Você teve uma ascensão muito rápida na sua carreira como comunicadora, nesse lugar de pessoa pública, e hoje fala com quase 4 milhões de pessoas na internet, fora o público da TV. É uma exposição imensa. Como isso reverbera em você?
Ainda não tenho uma noção exata, mas também não penso muito nisso em termos de número. Só procuro manter a mesma responsabilidade que sempre tive em tudo que fiz. Num primeiro momento, ver as expectativas que os outros tinham sobre mim me deixou um pouco desesperada, mas entendi que o meu discurso sobre ter liberdade, ser múltipla, satisfazer nossos próprios conceitos sobre a nossa vida incomoda, porque ele toca as pessoas num ponto muito pessoal.

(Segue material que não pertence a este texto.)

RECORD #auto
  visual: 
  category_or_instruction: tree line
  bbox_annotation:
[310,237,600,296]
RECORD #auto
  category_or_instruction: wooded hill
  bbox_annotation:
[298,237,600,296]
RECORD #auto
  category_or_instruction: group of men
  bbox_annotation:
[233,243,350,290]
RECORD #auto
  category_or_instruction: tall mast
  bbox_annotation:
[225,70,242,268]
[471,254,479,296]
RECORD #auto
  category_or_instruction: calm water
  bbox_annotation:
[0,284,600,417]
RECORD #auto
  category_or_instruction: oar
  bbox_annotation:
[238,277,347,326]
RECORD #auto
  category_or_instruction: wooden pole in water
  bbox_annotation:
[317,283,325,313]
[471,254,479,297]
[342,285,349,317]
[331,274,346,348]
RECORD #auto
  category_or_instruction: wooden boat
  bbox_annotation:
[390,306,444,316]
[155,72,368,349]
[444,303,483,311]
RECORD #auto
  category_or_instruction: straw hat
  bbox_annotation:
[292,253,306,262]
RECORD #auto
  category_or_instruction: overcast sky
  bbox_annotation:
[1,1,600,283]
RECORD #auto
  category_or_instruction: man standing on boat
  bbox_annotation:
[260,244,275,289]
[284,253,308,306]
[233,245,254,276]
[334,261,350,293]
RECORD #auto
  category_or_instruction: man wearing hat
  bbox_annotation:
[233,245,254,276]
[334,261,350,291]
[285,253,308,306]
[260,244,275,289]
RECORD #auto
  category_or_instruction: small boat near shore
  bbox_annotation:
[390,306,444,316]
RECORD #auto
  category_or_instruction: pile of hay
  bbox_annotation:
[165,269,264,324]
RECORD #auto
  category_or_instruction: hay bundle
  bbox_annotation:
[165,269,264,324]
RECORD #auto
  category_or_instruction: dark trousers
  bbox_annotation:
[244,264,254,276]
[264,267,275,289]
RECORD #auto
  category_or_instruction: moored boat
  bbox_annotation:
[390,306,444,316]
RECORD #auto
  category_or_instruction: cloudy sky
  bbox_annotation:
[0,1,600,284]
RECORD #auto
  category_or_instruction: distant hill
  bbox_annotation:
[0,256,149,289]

Se eu cobro que o outro viva de acordo com aquilo que eu acho, automaticamente a minha lógica é de me submeter à expectativa alheia. Eu alimento e reproduzo o que me faz vítima. Mas eu tenho absoluta tranquilidade em impor meus limites, porque respeito os dos outros. Eu cheguei na internet mais velha, com 34 anos, já tinha tido chance de amadurecer e aceitar quem eu era e quem eu não era. Não daria para tentar agradar todo mundo.
Nesse momento de desespero, como lidou com a insegurança?

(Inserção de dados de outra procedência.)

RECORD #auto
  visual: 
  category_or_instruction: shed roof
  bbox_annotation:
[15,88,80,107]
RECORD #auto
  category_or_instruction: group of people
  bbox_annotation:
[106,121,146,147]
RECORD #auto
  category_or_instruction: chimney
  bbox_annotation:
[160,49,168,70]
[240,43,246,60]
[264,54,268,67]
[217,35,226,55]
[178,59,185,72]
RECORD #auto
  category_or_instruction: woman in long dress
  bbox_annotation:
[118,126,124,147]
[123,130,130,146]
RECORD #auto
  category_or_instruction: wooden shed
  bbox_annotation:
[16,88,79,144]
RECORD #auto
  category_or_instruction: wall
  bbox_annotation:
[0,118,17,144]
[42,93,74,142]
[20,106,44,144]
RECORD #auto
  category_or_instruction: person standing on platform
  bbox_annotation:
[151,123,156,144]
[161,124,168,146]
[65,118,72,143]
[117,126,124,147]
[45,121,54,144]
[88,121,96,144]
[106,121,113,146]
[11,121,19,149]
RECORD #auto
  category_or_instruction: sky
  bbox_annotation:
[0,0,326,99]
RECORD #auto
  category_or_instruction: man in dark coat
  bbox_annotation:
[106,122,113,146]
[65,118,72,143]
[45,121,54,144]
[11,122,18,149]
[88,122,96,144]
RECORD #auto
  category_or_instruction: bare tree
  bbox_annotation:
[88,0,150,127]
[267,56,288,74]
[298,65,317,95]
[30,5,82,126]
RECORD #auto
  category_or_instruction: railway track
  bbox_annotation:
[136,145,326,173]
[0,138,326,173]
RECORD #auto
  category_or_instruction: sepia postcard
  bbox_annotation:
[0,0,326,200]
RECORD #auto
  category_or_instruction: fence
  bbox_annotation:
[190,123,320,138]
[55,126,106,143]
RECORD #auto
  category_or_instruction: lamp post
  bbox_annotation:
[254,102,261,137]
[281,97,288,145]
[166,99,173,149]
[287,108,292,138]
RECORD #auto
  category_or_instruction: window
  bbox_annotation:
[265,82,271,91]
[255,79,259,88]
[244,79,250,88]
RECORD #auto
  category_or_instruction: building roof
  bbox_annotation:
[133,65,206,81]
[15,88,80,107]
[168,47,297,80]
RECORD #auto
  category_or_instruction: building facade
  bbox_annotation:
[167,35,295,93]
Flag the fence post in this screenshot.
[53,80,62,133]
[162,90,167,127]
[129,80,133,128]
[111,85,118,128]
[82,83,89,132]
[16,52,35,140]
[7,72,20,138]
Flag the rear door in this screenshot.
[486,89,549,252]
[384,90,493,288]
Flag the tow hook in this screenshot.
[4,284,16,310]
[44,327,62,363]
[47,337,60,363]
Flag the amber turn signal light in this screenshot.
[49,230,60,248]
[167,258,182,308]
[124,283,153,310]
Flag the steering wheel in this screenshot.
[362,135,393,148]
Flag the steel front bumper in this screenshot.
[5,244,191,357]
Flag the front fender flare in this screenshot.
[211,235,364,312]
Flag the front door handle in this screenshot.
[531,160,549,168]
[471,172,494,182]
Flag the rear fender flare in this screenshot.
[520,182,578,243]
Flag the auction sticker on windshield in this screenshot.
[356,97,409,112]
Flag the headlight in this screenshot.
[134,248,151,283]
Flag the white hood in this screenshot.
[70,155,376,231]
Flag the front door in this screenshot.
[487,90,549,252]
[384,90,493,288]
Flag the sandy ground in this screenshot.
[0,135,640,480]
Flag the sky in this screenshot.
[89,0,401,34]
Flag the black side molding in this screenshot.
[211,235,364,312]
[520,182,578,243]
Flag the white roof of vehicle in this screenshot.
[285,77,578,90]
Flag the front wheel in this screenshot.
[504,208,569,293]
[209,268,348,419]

Eu estudava muito, horas, pesquisava para ter certeza do que estava falando. Ainda assim, podia errar. Mas erraria sabendo que fiz meu máximo. Não tenho a ilusão de que serei perfeita e acho que isso evita que eu me sinta tão vulnerável com as minhas inseguranças.
Quanto à imagem, comecei a notar algumas coisas que nunca tinha percebido, afinal, tem uma câmera na sua cara, tem o HD. Vi uma pinta alta no queixo, que meu nariz tem a ponta para baixo. A orelha, que é meio de abano, já me incomodava um pouco antes. Mas resolvi esperar e ver o que permaneceria dos incômodos, para não sair por aí numa piração de mudar tudo em mim.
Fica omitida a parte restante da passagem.